Human beings have a range of needs — some physical, the need for food and shelter and some mental, like the need for intellectual and aesthetic stimulation. Satisfaction of these is a prerequisite for leading a fulfilling life and, in the case of the basic physical needs, a prerequisite for living any kind of life at all.
The world does not hand us the means to satisfy these needs on a plate. Houses and apartments, for example, do not grow on trees: to satisfy our need for shelter, we have to make them.
This point can be generalised: the satisfaction of just about any human need requires human production. Think of all the things involved in the production of a house or an apartment complex: wood, concrete, cement, glass, machinery, tools, human labour and so on.
In a capitalist world, the means of production — the raw materials, tools, and machinery — are privately owned — and the raison d'etre of the whole process is the making of a profit for those who own these means. In a socialist world, by contrast, the means of production would be socially or collectively owned, and the raison d'etre of production would be the satisfaction of human need, not private profit.
One argument often heard against socialism is that it is a pipe dream, a utopian fantasy. How could we possibly work collectively and on the basis of social ownership towards the satisfaction of human need?
The best response to this is given to us by modern capitalism itself. In modern capitalist society, the entire process of production is socialised through and through. Just about everything we now use to satisfy our needs, whether physical or mental, is the result of a vast and complex collective effort by thousands, hundreds of thousands, or even millions of workers.
Because the things that we use in order to satisfy our needs don't wear their provenance on their faces, it is easy to miss this.

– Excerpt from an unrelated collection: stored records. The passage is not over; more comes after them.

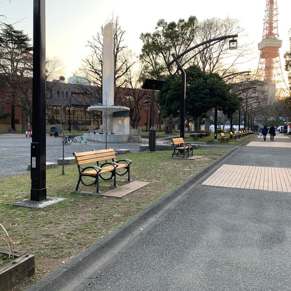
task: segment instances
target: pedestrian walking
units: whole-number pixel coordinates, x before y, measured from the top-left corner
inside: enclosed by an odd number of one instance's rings
[[[266,125],[264,126],[264,128],[262,129],[262,135],[264,137],[264,141],[266,140],[267,137],[267,134],[268,133],[268,128]]]
[[[269,133],[270,133],[271,140],[274,141],[274,136],[276,135],[276,129],[273,125],[269,129]]]

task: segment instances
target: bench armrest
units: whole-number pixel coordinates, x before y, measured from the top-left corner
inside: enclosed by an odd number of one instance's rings
[[[87,169],[94,169],[96,171],[96,173],[99,173],[101,169],[100,167],[98,167],[97,166],[89,166],[89,167],[86,167],[86,168],[83,168],[82,169],[81,171],[81,173],[83,173],[85,170]]]
[[[130,160],[129,160],[128,159],[122,159],[122,160],[119,160],[119,161],[115,161],[114,160],[114,161],[117,162],[117,163],[119,163],[120,162],[126,162],[128,163],[129,165],[130,165],[132,162],[132,161],[131,161]]]
[[[114,168],[117,168],[118,166],[118,164],[116,162],[104,162],[104,163],[101,164],[101,167],[102,168],[105,165],[111,165],[113,166]]]

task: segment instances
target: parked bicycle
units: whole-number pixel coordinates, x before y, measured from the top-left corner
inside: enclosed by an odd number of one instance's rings
[[[77,143],[77,140],[76,139],[76,138],[73,135],[69,135],[68,137],[69,140],[72,140],[73,142],[75,144],[76,144],[76,143]]]
[[[66,146],[67,145],[69,145],[72,143],[72,140],[69,140],[69,137],[67,135],[66,135],[65,137],[63,137],[62,139],[62,141],[63,144],[65,144]]]
[[[77,140],[72,135],[66,135],[62,140],[65,145],[70,145],[72,143],[77,143]]]
[[[83,135],[81,135],[80,136],[80,143],[81,143],[81,145],[87,145],[87,140]]]

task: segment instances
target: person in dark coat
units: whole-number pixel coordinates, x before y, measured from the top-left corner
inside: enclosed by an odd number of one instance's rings
[[[262,129],[262,135],[264,137],[264,141],[266,140],[267,133],[268,133],[268,128],[266,125],[264,126],[264,128]]]
[[[269,133],[270,133],[270,137],[271,138],[271,140],[274,141],[274,136],[276,134],[276,129],[273,125],[269,129]]]

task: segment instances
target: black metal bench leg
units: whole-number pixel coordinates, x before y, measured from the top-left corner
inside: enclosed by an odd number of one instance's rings
[[[101,193],[100,191],[100,189],[99,189],[99,174],[97,175],[97,177],[96,177],[96,184],[97,185],[97,187],[96,188],[96,192],[97,194],[100,194]]]
[[[129,166],[129,167],[128,169],[128,173],[129,174],[129,176],[128,177],[128,179],[126,180],[126,181],[127,182],[131,182],[131,180],[130,180],[130,167]]]
[[[113,172],[113,185],[111,187],[118,187],[117,184],[116,184],[116,170],[114,169],[114,172]]]
[[[80,184],[80,182],[81,181],[81,175],[79,176],[79,179],[78,181],[78,183],[77,183],[77,186],[76,186],[76,189],[75,189],[75,191],[81,191],[81,190],[78,190],[79,185]]]

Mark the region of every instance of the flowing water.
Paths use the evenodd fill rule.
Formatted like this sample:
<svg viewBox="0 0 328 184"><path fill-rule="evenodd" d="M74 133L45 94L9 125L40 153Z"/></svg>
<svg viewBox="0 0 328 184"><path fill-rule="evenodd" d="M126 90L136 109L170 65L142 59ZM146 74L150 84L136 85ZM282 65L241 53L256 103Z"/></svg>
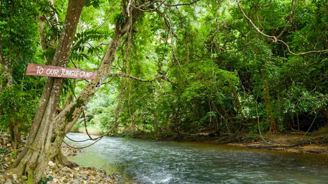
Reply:
<svg viewBox="0 0 328 184"><path fill-rule="evenodd" d="M76 140L88 138L69 134ZM92 142L73 142L76 146ZM327 184L328 156L105 137L70 158L140 184Z"/></svg>

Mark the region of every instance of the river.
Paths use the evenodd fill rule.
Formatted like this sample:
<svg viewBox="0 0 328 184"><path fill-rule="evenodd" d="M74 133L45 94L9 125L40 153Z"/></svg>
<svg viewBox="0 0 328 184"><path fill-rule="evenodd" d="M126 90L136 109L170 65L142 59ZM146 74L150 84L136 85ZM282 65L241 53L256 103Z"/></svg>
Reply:
<svg viewBox="0 0 328 184"><path fill-rule="evenodd" d="M81 140L87 136L70 133ZM83 146L92 141L73 142ZM328 183L328 156L246 149L203 142L105 137L71 160L148 184Z"/></svg>

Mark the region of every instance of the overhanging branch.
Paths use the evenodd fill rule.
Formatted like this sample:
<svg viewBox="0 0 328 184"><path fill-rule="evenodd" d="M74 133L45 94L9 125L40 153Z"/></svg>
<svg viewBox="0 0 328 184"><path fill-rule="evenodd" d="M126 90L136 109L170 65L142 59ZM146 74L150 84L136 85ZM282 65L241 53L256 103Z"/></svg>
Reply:
<svg viewBox="0 0 328 184"><path fill-rule="evenodd" d="M241 12L241 13L242 14L243 16L245 18L245 19L247 19L247 20L248 21L248 22L249 22L249 23L252 25L253 27L254 27L254 28L255 29L255 30L256 30L256 32L257 32L260 34L264 36L264 37L271 39L273 41L273 42L274 43L277 43L277 42L280 42L280 43L282 43L286 45L286 47L287 47L287 50L288 50L288 52L290 54L292 54L294 55L294 56L302 56L303 55L305 55L305 54L311 54L313 53L320 53L321 52L325 52L328 51L328 49L326 49L321 50L309 51L308 52L299 53L298 54L296 54L292 52L292 51L290 50L290 49L289 48L289 46L288 46L288 44L286 43L286 42L284 42L280 40L278 40L277 39L277 38L275 36L269 36L267 35L266 35L263 33L263 32L261 32L261 31L260 31L260 30L258 29L258 28L257 27L256 27L256 26L254 24L254 23L253 23L253 22L252 21L252 20L251 20L246 15L246 14L245 14L245 12L244 12L244 10L243 10L242 8L241 7L241 6L240 5L240 2L239 2L239 0L236 0L236 1L237 2L237 4L238 4L238 7L239 7L239 8L240 9L240 11Z"/></svg>
<svg viewBox="0 0 328 184"><path fill-rule="evenodd" d="M170 80L167 78L166 76L164 75L157 75L151 79L146 79L143 78L138 78L136 77L135 77L133 76L132 75L129 74L122 74L120 73L112 73L109 75L108 76L119 76L119 77L127 77L129 78L131 78L133 79L133 80L136 80L137 81L139 81L140 82L153 82L155 80L157 80L158 79L161 79L162 80L164 80L166 81L167 81L174 86L175 86L175 84L174 82L171 80Z"/></svg>

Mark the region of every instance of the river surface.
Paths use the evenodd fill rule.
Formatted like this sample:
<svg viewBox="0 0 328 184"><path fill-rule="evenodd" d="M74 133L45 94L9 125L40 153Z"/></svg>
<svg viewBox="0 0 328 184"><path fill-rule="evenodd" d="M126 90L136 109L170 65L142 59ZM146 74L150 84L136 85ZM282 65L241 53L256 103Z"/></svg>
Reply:
<svg viewBox="0 0 328 184"><path fill-rule="evenodd" d="M69 134L73 139L88 138ZM92 142L73 142L85 146ZM328 156L202 142L105 137L70 159L138 184L328 183Z"/></svg>

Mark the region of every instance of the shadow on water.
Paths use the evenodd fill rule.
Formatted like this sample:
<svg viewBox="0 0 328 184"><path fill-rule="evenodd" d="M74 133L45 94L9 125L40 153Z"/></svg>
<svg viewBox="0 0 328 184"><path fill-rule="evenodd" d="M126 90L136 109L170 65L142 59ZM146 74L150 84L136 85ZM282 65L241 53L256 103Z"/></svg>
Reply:
<svg viewBox="0 0 328 184"><path fill-rule="evenodd" d="M76 140L82 134L69 134ZM92 142L68 142L76 146ZM70 159L140 184L326 184L328 157L198 142L104 137Z"/></svg>

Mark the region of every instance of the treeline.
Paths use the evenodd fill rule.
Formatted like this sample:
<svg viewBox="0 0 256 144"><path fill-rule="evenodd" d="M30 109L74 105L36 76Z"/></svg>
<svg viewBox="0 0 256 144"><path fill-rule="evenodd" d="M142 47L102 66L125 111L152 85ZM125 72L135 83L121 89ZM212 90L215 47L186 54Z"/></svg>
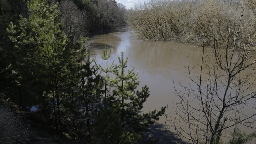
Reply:
<svg viewBox="0 0 256 144"><path fill-rule="evenodd" d="M213 45L242 26L246 31L241 39L256 28L251 0L151 0L138 4L128 14L128 22L138 36L154 40Z"/></svg>
<svg viewBox="0 0 256 144"><path fill-rule="evenodd" d="M55 134L67 134L69 143L133 143L146 139L145 132L165 107L138 113L149 95L148 88L137 90L138 73L133 69L125 73L128 59L122 53L118 65L108 64L111 50L106 48L103 65L90 60L88 39L82 36L86 29L81 24L90 18L74 8L77 5L47 0L6 0L0 4L1 100L18 97L16 102L25 110L25 103L33 101L38 110L32 118L41 122L42 129L53 128ZM118 7L108 1L90 4L113 12L111 6ZM98 28L118 26L111 25L117 22L113 13L98 10L94 12L101 12L97 15L100 20L93 22L98 22ZM11 135L16 133L5 137L0 133L0 142L33 140L23 133L21 137Z"/></svg>
<svg viewBox="0 0 256 144"><path fill-rule="evenodd" d="M106 31L126 25L125 7L114 0L59 1L62 21L69 33Z"/></svg>

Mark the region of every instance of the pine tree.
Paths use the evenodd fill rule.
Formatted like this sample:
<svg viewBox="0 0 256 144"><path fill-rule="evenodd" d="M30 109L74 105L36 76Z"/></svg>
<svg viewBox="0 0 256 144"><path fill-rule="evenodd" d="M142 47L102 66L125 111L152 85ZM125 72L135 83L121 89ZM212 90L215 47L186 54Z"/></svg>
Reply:
<svg viewBox="0 0 256 144"><path fill-rule="evenodd" d="M149 96L148 87L146 85L141 91L135 91L139 83L137 80L138 73L133 72L134 68L125 73L128 58L124 60L122 52L118 59L119 65L118 70L114 73L115 78L112 82L115 89L111 96L114 98L111 102L111 106L120 108L118 111L121 115L119 123L124 132L122 142L137 143L142 140L143 133L149 130L149 125L164 114L165 107L159 111L155 110L142 115L138 113L143 108L143 104Z"/></svg>
<svg viewBox="0 0 256 144"><path fill-rule="evenodd" d="M61 131L62 94L60 88L66 80L63 74L68 70L71 52L65 47L66 39L62 30L57 5L46 0L35 0L27 5L30 15L28 19L20 16L18 39L12 38L16 33L10 32L15 27L11 25L9 37L23 56L21 64L22 77L36 86L35 89L40 90L38 93L43 92L45 97L51 97L56 130Z"/></svg>

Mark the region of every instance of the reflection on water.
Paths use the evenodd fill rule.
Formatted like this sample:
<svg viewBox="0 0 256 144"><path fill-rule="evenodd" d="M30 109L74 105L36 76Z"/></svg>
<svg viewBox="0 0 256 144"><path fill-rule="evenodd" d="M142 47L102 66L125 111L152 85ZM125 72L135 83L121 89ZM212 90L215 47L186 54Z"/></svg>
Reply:
<svg viewBox="0 0 256 144"><path fill-rule="evenodd" d="M180 85L187 85L188 75L186 67L188 64L191 68L194 67L191 71L192 75L196 77L199 74L198 64L202 57L200 47L138 39L127 30L94 36L91 40L91 55L100 64L104 63L101 57L106 43L108 43L108 48L112 49L108 63L114 60L115 63L118 64L117 57L121 51L124 52L125 57L129 58L128 68L134 66L134 72L139 72L140 87L147 85L149 87L150 95L144 105L143 110L144 112L159 110L167 105L169 111L174 112L176 107L174 103L178 102L179 99L174 93L174 84L180 90L183 89ZM210 48L206 50L205 56L210 62L213 62L214 57ZM207 69L203 69L204 74L207 72ZM219 90L222 92L222 90ZM253 112L247 111L246 112ZM160 122L163 121L164 118L161 118Z"/></svg>
<svg viewBox="0 0 256 144"><path fill-rule="evenodd" d="M121 51L124 52L124 57L128 57L128 68L130 69L134 66L134 71L139 72L141 87L147 85L149 87L150 95L144 105L145 111L173 105L172 102L178 99L174 95L173 79L178 85L186 84L188 75L185 73L184 66L187 65L188 57L191 66L201 60L200 47L138 39L127 31L97 35L91 40L92 57L100 64L104 63L101 56L106 43L108 48L112 49L109 63L115 60L118 64L117 57ZM208 51L207 54L210 54L210 50Z"/></svg>

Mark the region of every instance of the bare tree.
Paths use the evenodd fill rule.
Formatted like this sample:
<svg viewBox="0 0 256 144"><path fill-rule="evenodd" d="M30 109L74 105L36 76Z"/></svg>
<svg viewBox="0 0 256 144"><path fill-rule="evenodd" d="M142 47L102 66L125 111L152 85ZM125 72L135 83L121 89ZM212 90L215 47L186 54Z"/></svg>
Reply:
<svg viewBox="0 0 256 144"><path fill-rule="evenodd" d="M198 17L195 27L202 50L199 74L192 74L195 67L190 66L188 56L188 84L181 90L174 85L180 100L172 119L176 134L193 144L218 143L223 133L231 133L237 124L256 130L256 57L251 53L256 44L255 25L249 23L246 5L232 9L229 4L229 16L213 18L213 25ZM209 40L212 57L206 53Z"/></svg>
<svg viewBox="0 0 256 144"><path fill-rule="evenodd" d="M62 22L68 37L75 41L87 34L86 17L72 0L63 0L59 5Z"/></svg>

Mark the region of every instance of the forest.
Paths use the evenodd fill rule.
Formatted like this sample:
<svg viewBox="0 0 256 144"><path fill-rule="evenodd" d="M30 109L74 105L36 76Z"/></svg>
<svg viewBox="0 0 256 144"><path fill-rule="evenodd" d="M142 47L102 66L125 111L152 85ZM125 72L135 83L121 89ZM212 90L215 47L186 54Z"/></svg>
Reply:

For example, I am currently enjoying a cup of tea. All I can see in front of me is a glass cup containing a transparent dark red liquid. I can't tell just from looking whether this cup of tea is the upshot of a social process. But it is, to an incredible degree.
As Alan McCombes and Tommy Sheridan point out in their book Imagine, a vast effort on the part of a huge collective of workers goes into the production of my cup of tea: the plantation workers who grow and pick the tea, the lorry drivers who transport it to and from the docks, the wharfies who load it on and off ships, the seafarers who transport it across the oceans, the designers who make the boxes the tea is sold in, the printers who produce the boxes, the paper-mill workers who produce the paper the boxes are made of, the foresters who provide the trees for the paper mill, the factory workers who pack the tea into the boxes, the oil workers who produce the oil required by the factories, the petrochemical workers who convert the oil into the petrol required by the lorries and boats, the factories and workers involved in building the lorries and boats, and so on ad infinitum.
And that's just my cup of tea! What about the water I used in the tea, the glass cup, the kettle I used to boil it, the electricity I used for the kettle? What about my shoes, laces, socks, trousers, shirt, spectacles, what about the computer I'm writing on, the education that enables me to write, the building that contains my computer, the health that means I'm well enough to write, the breakfast and lunch that give me the energy to write?
Clearly, this list could go on and on, and just like the tea, each item is the upshot of a huge social effort involving literally millions of people with incredibly diverse skills working together.
What this means is that, thanks to the development of production processes under capitalism, the world's workers as a social group already have the skills and wherewithal to carry out a complex social process in pursuit of a determinate goal. Are we to believe that millions of workers can work together to produce and operate a jumbo jet capable of flying across the Pacific, but that we cannot work as a group to ensure that no-one starves in a world of material abundance?
Capitalism itself therefore furnishes us with everything required to turn socialism from a mere idea into a reality. How could we possibly work collectively towards the satisfaction of human need? We do it already, 24/7, 365 days a year. That's the hard part. Living without the capitalists would be the easy part. If you doubt this, just ask yourself: when you were doing your job today, what help did you get from them?
Alex Miller
From Green Left Weekly, August 17, 2005.